Most operating systems have a time-tested method for fighting brute-force password attacks, but with a downside. Some equation involving the number of attempts over some amount of time results in password lockouts for another amount of time. If the settings are too lax, you risk an attacker having enough chances of guessing a correct password. If your settings are too tight, it can cost your support desk extra load or worse.  Many applications do not have access to these operating system controls though.

How easy is it to guess a correct password? A little background information will help. In 1956, George Miller published a paper in the Psychological Review in which he maintained that human information processing capacity is limited to at most seven, plus or minus two, chunks of information. If we chose truly random passwords, each character would be one chunk. But we do not!

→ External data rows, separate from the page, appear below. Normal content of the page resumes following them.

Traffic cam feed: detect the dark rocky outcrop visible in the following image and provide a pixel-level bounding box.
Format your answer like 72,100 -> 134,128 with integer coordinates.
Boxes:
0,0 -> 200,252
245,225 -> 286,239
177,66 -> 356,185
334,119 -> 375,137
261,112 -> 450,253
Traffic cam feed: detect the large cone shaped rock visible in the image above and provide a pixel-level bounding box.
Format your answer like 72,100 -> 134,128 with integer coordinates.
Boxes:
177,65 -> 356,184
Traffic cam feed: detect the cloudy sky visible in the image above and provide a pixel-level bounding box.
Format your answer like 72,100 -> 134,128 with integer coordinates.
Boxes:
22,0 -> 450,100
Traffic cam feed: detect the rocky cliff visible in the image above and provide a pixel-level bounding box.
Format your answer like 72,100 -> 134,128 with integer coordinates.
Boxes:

In fact, of the 76 easily-typed symbols (for English, this includes upper- and lowercase letters, numbers and symbols), research shows that 80% of the symbols used in passwords are chosen from only 32 of those, and, 10% of passwords are comprised solely from those 32 symbols. For the curious, those 32 symbols, in order of occurrence, are:


Although a truly random nine-character password is very difficult to crack, our passwords are not usually very random and therefore much weaker. Given how much information is protected by passwords, many have argued that we should ban them in favor of passphrases, which are easier to remember and can be stronger than shorter, random passwords.

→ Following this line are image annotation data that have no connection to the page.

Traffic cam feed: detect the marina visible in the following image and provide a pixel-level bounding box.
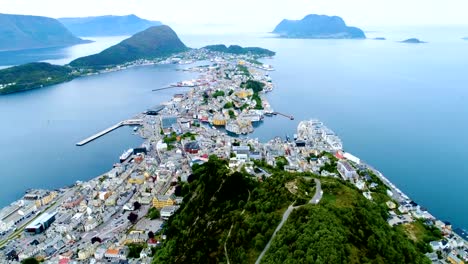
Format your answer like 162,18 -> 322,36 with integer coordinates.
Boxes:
76,119 -> 142,147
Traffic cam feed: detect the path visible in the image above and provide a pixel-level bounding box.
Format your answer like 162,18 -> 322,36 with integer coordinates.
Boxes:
256,179 -> 323,264
224,190 -> 250,264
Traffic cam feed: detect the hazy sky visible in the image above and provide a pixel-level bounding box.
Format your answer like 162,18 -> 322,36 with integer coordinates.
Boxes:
0,0 -> 468,32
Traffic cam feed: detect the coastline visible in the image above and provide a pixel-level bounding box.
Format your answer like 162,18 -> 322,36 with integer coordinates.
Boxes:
1,48 -> 466,260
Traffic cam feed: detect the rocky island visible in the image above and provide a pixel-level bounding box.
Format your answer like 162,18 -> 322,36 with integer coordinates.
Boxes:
273,15 -> 366,39
0,14 -> 91,50
58,15 -> 162,37
0,25 -> 275,95
400,38 -> 426,44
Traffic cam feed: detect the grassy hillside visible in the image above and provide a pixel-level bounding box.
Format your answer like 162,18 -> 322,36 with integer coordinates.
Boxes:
153,158 -> 427,263
0,62 -> 74,94
70,26 -> 187,68
0,14 -> 89,50
273,14 -> 366,39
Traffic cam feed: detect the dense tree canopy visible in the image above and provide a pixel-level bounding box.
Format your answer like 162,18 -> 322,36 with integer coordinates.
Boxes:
153,157 -> 427,263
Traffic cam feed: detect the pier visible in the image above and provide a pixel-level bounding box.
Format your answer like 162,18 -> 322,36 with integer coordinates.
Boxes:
273,112 -> 294,120
151,85 -> 197,92
76,119 -> 143,146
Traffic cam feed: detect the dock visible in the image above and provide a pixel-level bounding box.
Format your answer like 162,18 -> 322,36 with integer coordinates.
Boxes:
151,85 -> 197,92
76,119 -> 143,147
273,112 -> 294,120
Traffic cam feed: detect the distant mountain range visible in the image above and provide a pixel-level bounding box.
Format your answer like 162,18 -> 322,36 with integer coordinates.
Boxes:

Also see Bruce Schneier’s article entitled Secure Passwords Keep You Safer for more information about the importance of choosing good passwords.

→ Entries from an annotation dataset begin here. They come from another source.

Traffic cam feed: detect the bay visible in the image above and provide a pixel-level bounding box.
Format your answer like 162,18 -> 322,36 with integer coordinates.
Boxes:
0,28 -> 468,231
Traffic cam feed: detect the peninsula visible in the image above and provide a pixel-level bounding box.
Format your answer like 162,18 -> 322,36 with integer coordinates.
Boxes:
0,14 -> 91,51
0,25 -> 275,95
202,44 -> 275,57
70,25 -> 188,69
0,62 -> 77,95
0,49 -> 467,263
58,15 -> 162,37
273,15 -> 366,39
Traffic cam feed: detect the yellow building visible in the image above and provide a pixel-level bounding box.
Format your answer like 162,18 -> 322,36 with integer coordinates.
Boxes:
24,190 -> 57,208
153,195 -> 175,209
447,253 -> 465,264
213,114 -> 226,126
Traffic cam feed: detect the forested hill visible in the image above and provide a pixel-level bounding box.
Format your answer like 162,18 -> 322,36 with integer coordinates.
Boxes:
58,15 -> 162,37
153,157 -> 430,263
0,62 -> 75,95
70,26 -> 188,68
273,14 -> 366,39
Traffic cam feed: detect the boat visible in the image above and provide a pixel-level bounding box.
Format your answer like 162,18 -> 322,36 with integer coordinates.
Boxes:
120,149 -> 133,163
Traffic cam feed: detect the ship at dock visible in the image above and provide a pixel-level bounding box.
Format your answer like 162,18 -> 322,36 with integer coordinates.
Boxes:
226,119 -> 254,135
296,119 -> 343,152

That’s all fine and good for operating systems, but what about applications that aren’t normally protected by such measures? Well, if you’re running Linux, you should consider Fail2Ban. It scans logfiles looking for evidence of break in attempts, and if found, takes some configured action. Normally this will involve creating a firewall rule to deny access from the offending IP address for some amount of time. Of course, some form of logging and notification is also possible. Configuration support exists for a fairly broad array of services, including sshd, apache, and various MTAs.

Nice, you say — yeah, go right ahead and enable that! As always, think about your use cases and the consequences of the actions taken. An attacker (or poor typist) behind a NAT’ed IP address can easily create havoc for other users behind that same address. If that happens by mistake at a branch office, for example, all other users at the location would be prevented from communicating with the affected service. Fail2Ban does have some sophisticated configuration capabilties, but the defaults appear a bit draconian to me. For example, if someone at an IP address fails to successfully authenticate to SSH several times, the default iptables rule drops all SSH traffic from that IP address. From the Internet at large, this seems just fine, but from a NAT’ed address (again, say a branch office), that can have disasterous effects for other valid users. If you have the need, consider modifying the iptables rules to just filter TCP SYN packets (or new UDP flows, e.g. --state NEW); of course this will not work for services that do not reset TCP connections following some number of failed authentication attempts. A better approach may be to customize the failed authentication regular expression to only log and notify for failed attempts from some sources, while blocking from others.

Some have advocated using a PAM module, such as pam_tally to lock accounts — again, for services that use PAM authentication. I actually like the Fail2Ban approach better — if you lock an account, you have potential for a denial of service attack. If you lock an IP address, you may have much risk at all for impacting crucial services. You can always consider layering both approaches.

The bottom line — think about what the proposed action might mean for you, and consider several use cases and not just the obvious remote script-kiddie/robot!